Все города континента, за исключением крайней западной точки, Поста, соединяются друг с другом железной дорогой. Причём ветку Верхоречье – Избенка проложили уже после закрытия Перехода, а одноколейку Избенка – Приволье и вовсе запустили в эксплуатацию в то время, когда мы с Дедом жили в Москве.
В отличие от колонии Ордена, здесь серьёзное внимание уделили автодорогам, хотя транспорта по ним бегало, пожалуй, на порядок меньше. Все города были соединены грейдированными шоссе, а от Химика до Магнитки и вовсе можно было добраться по асфальтированной трассе. Причём, длина дорог с асфальтовым покрытием продолжала расти. Этому способствует не только наличие нефтеперерабатывающих мощностей, но и менее разительная, чем на континенте Ордена, разница между сезонами. Хотя как оценивать. Кто-то скажет «способствует», а кто-то посчитает, что мешает…
Здесь не было столь ярко выраженных сухого и мокрого сезонов. Климат в Загорье как называют центральную и западную часть континента, скорее, походит на германский. С ноября становится прохладно, дождливо, а в период с середины декабря по конец января может выпадать снег. Там сильно сказывается влияние тёплого течения: тучи с осадками, окончательно выпадающими на западных склонах Барьерных и Становых гор, а также Широкого нагорья, всегда идут с запада. В том числе – и летом. Лишь незначительная их часть добирается до Советска, перевалив через пониженную часть Становых гор неподалёку от столицы.
Но самое «веселье» начинается, когда с юго-востока, из экваториальной зоны, к восточному побережью приходят тайфуны.
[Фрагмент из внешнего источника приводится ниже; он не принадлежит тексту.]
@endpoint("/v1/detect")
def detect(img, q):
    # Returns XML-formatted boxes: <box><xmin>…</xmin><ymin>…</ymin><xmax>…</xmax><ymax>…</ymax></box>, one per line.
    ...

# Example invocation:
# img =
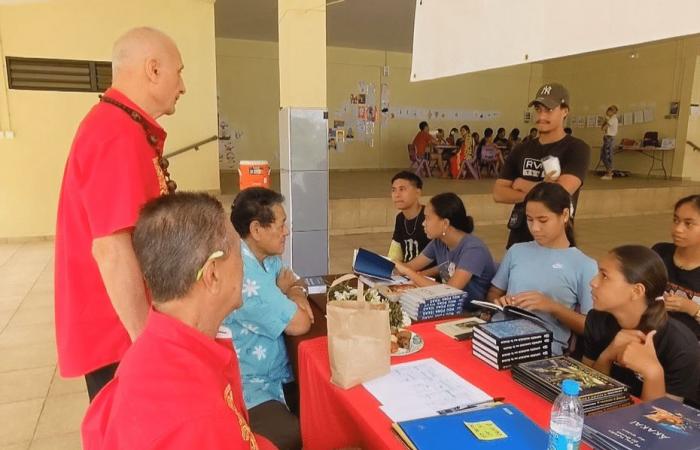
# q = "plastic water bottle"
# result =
<box><xmin>547</xmin><ymin>380</ymin><xmax>583</xmax><ymax>450</ymax></box>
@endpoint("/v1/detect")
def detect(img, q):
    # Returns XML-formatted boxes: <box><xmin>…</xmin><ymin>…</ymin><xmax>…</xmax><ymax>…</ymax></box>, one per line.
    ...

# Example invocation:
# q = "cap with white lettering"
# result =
<box><xmin>527</xmin><ymin>83</ymin><xmax>569</xmax><ymax>109</ymax></box>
Хотя основная их часть, приблизившись к побережью на 200-300 километров, поворачивает на 90 градусов и растворяется где-то в северо-восточных районах Холодного океана, иногда случается, что центр тайфуна добирается до Становых гор или Широкого нагорья. И тогда дождь льёт ничуть не слабее, чем в Порто-Франко в разгар мокрого сезона, а ураганные ветры валят деревья и заборы, сносят крыши с домов. Хорошо, что это продолжается всего 2-3 дня, а не 2-3 месяца.
Сезон тайфунов длится с середины мая по конец октября. Но это вовсе не значит, что они иду один за другим. Обычно за месяц в среднем приходит один-два таких урагана, хотя Иван Андреевич вспоминал, как лет пятнадцать назад в сентябре они наведывались пять раз. А перед этим целых полтора месяца стояла идеальная погода.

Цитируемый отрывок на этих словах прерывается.